The trouble is, if you do the mathematics, that big loss is large enough to eat up all your previous gains. Pick a limit and try it with a pencil and paper and coin before you try it with real money.

“Oh ho!” you think again, “If I play with a high limit, the odds of getting 10 or 20 reds in a row are too tiny to worry about.” Not so. You’ll find the gains are usually pretty tiny, too. Most of the time, you start a sequence of bets and you’ll end up just a few dollars ahead. Occasionally, you’ll hit your limit and you’ll end up thousands behind. And, of course, you just might get unlucky on the first sequence and lose all your money immediately.

Basically, this algorithm is a way of generating lots of small wins and a few huge losses. The odds are, if you play long enough, you’ll walk away without any money, right after one of those huge losses. And don’t forget the zero and double-zero are occasionally popping up, gnawing away at your bank account.

```
But there`s a catch. If you start winning too much (like $1000 a day)
casino will finally notice something and can ban you. I was banned
once on royal casino.
```

“Royal Casino” – as if!

```
So don`t be too greedy and don`t win more then $200 a day and you
can do it for years.
```

Well, no. If your limit is about $200 or so, then you can expect a big loss every 55 sequences. When that happens, you’ll lose about $350.

`I think bigger casinos know that trick`

And so do most books on probability and statistics. It’s a classic, called the “Martingale”. According to Wikipedia, it was developed first in 18th century France. Certainly, it has been studied extensively by mathematicians in the 20th century, and you haven’t noticed a lot of fabulously wealthy mathematicians, have you?

```
so I play for real money on smaller ones, right now I
play on DELETED for more then 3 months, I win $50-$200 a day and
my account still works.
```

A little bit of good old-fashioned lying never hurts on this kind of scam. But this paragraph is the key. This whole e-mail is really an advert for the DELETED online casino.
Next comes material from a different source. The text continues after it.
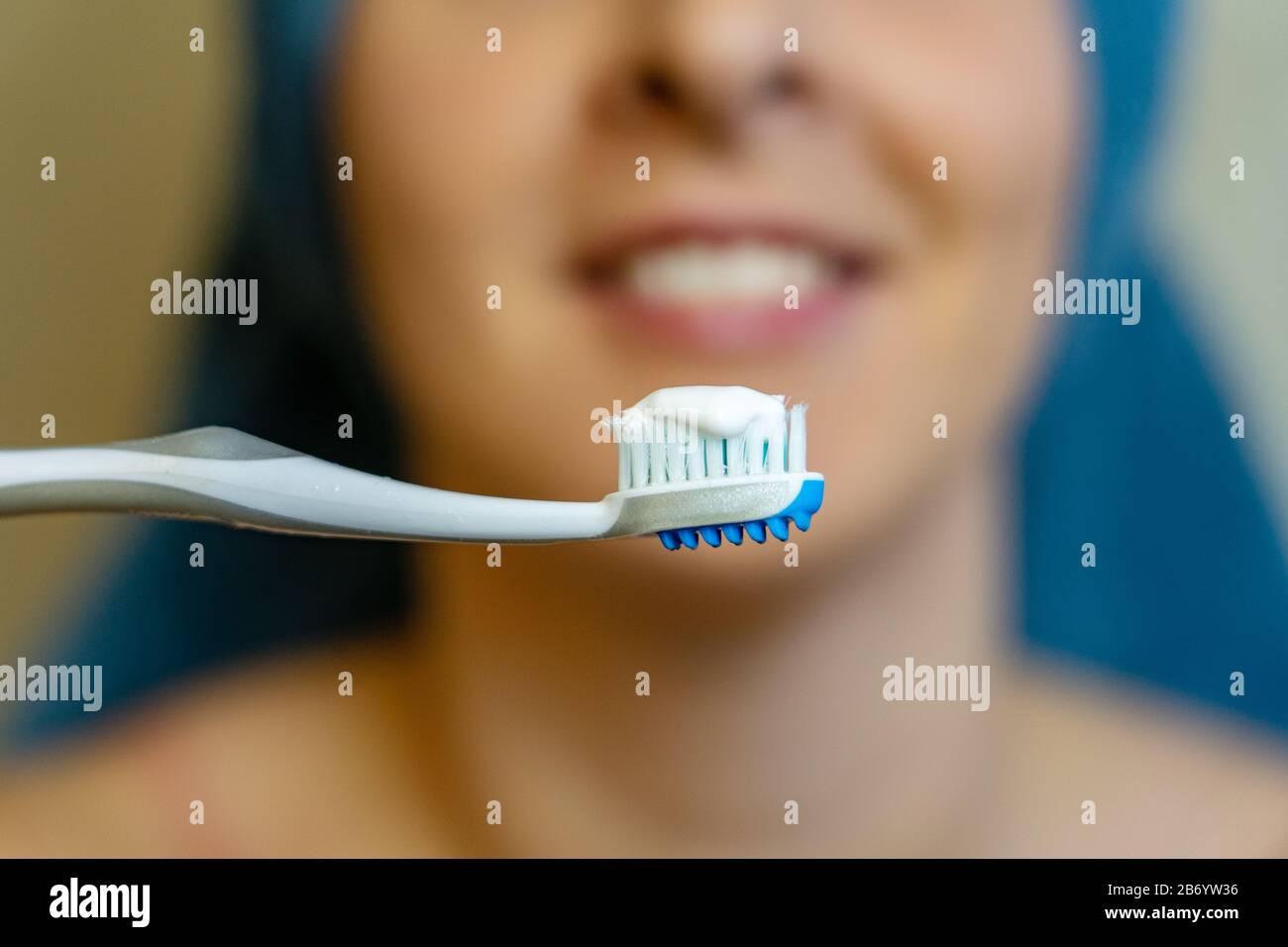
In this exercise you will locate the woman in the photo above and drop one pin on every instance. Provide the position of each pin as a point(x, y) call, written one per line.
point(925, 165)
Now, think about it. Why would a casino advertize a betting system that worked? Hmm? Probably they wouldn’t. But they will be happy to advertise if they can take your money whenever the (simulated) roulette wheel ends up on zero or double-zero.

```
And don`t you dare talling about it anyone else, if too many people
knows about it casinos will finally found a way to block that trick.
```

Woo! The lure of shared secrets!

```
If you have any questions just drop me a line here or on skype.
c ya
```

The missive ends with a final attempt to make it sound like a real e-mail.